Depictions of karkadann are found also in North Indian art. Like the unicorn, it can be subdued by virgins and acts ferociously toward other animals. Originally based on the Indian Rhinoceros (one of the meanings of the word) and first described in the 10th/11th century, it evolved in the works of later writers to a mythical animal "with a shadowy rhinocerine ancestor" endowed with strange qualities, such as a horn endowed with medicinal qualities.

An early description of the karkadann comes from the 10/11th century Persian scholar Abū Rayḥān al-Bīrūnī (Al-Biruni, 973–1048). He describes an animal which has "the build of a buffalo...a black, scaly skin; a dewlap hanging down under the skin. It has three yellow hooves on each foot...The tail is not long. The eyes lie low, farther down the cheek than is the case with all other animals. On the top of the nose there is a single horn which is bent upwards." A fragment of Al-Biruni preserved in the work of another author adds a few more characteristics: "the horn is conical, bent back towards the head, and longer than a span...the animal's ears protrude on both sides like those of a donkey, and...its upper lip forms into a finger-shape, like the protrusion on the end of an elephant's trunk." These two descriptions leave no doubt that the Indian Rhinoceros is the basis for the animal. But the future confusion between the rhinoceros and the unicorn was already in the making since the Persian language uses the same word, karkadann, for the mythological animal as it does for the rhinoceros, and this confusion is evident also in the illustrations of the creature.

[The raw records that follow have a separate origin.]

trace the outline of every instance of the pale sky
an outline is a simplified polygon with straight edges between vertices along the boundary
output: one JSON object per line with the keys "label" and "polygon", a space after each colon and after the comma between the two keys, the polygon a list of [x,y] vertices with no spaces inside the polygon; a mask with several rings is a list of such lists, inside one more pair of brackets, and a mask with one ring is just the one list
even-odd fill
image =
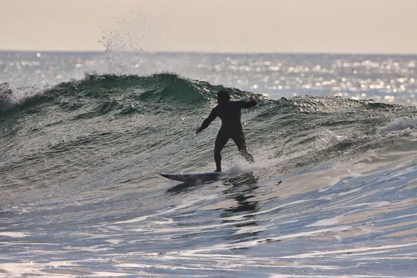
{"label": "pale sky", "polygon": [[0,50],[417,54],[416,0],[0,3]]}

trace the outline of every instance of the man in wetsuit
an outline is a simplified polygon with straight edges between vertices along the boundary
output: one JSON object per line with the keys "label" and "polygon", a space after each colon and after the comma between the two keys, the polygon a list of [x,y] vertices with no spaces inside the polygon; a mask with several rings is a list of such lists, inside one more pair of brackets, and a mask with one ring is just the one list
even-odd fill
{"label": "man in wetsuit", "polygon": [[222,119],[222,126],[215,138],[214,146],[214,161],[216,167],[215,172],[222,172],[220,152],[229,138],[231,138],[236,144],[243,157],[248,162],[254,163],[253,156],[246,149],[246,142],[240,122],[240,109],[254,107],[258,104],[256,99],[251,96],[250,101],[243,100],[233,101],[230,100],[229,92],[220,91],[218,92],[218,105],[213,108],[208,117],[204,120],[202,126],[197,129],[195,132],[196,134],[202,132],[218,116]]}

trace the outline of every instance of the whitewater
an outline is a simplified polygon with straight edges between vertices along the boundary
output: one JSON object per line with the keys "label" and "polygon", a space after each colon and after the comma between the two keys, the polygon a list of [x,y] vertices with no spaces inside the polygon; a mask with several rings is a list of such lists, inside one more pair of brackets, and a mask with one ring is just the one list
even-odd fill
{"label": "whitewater", "polygon": [[[0,277],[417,277],[416,56],[0,52]],[[224,90],[243,111],[212,171]]]}

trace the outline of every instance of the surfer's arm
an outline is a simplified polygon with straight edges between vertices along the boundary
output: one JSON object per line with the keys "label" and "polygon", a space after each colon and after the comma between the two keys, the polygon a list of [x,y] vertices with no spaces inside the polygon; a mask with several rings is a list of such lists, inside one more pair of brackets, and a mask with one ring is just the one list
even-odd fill
{"label": "surfer's arm", "polygon": [[240,104],[240,107],[243,108],[250,108],[258,104],[258,101],[256,101],[256,98],[255,97],[250,96],[250,100],[249,101],[245,101],[244,100],[240,101],[239,103]]}
{"label": "surfer's arm", "polygon": [[206,129],[207,126],[208,126],[208,125],[210,124],[210,123],[211,122],[213,122],[214,120],[214,119],[215,119],[217,117],[218,113],[217,113],[216,108],[217,108],[217,106],[215,107],[214,108],[213,108],[213,110],[211,111],[211,113],[210,113],[208,117],[207,117],[207,118],[206,120],[204,120],[204,121],[202,124],[202,126],[200,127],[199,127],[198,129],[197,129],[197,131],[195,131],[196,134],[199,133],[200,132],[202,132],[203,131],[203,129]]}

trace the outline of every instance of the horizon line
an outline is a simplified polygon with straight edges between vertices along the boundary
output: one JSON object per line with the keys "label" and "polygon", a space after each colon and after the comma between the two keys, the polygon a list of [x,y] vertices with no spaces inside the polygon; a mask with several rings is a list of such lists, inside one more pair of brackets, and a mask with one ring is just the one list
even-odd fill
{"label": "horizon line", "polygon": [[[95,53],[104,54],[107,50],[16,50],[0,49],[0,52],[21,52],[21,53]],[[119,51],[121,53],[136,53],[144,54],[218,54],[218,55],[368,55],[368,56],[417,56],[417,53],[370,53],[370,52],[215,52],[215,51]]]}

After Al-Biruni, Persian scholars took his description and formed ever more fanciful versions of the beast, aided by the absence of first-hand knowledge and the difficulty of reading and interpreting old Arabic script. A decisive shift in description concerned the horn: where Al-Biruni had stuck to the short, curved horn, later writers made it a long, straight horn, which was shifted in artists' representations from the animal's nose to its brow.